Customer Service and Added Value

So how can these bots work for brands? Well, eventually, every major company in the world will have an account, which will be a first port of call when contacting their company. The reason this is almost definite is due to Facebook’s already-mammoth-sized network of users. It doesn’t get any bigger than Facebook when advertising to individual people, so connecting Messenger bots (as customer sales reps, for example) is extremely attractive. Messenger codes, one of many things taken from Snapchat, will also make it easier for businesses to connect with their customers. One industry example is how bots will almost certainly change how banking works for the consumer, replacing an app or web-based system with a dialogue with a machine that is able to understand your every need. The option to send money within Messenger itself is highly likely too, like Snapchat allows.

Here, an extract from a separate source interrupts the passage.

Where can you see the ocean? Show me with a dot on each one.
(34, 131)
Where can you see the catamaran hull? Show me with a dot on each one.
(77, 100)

This could also eliminate the hassle of speaking to a bank’s voice recognition system when calling by telephone – no more time (and money) wasted by the dreaded “I didn’t catch that. Please try again.” These voice recognition systems are essentially bots done badly, but they’re based on voice, which is a lot more difficult to translate into zeros and ones. Plus, you cannot autocorrect your voice (yet). I can see this whole system being replaced by bots – it could even connect you to a human advisor with ease, as you’re most likely already using your phone. Even if you’re using the desktop version or Facebook Chat, I’m sure they’ll figure something out. Besides banks, what other markets will benefit from this? Restaurants, travel and possibly supermarkets with online shopping services are big industries for it to thrive. The healthcare industry could also be a large portion – Healthtap have already created their bot, which isn’t surprising considering one of the first ever chatterbots was called DOCTOR and simulated a psychotherapist. In fact, the potential amount of markets are endless for this stream of interaction – just like it is with human customer service.


At the end of the day, customers are moving towards messaging as their preferred choice of customer service. And as generations progress, it will no doubt become the standard – a phone call will most likely be reserved for long, meaningful conversations with friends and family, which in turn will add even more meaning to them. The phone call will no longer be taken for granted, but talking to robots will be.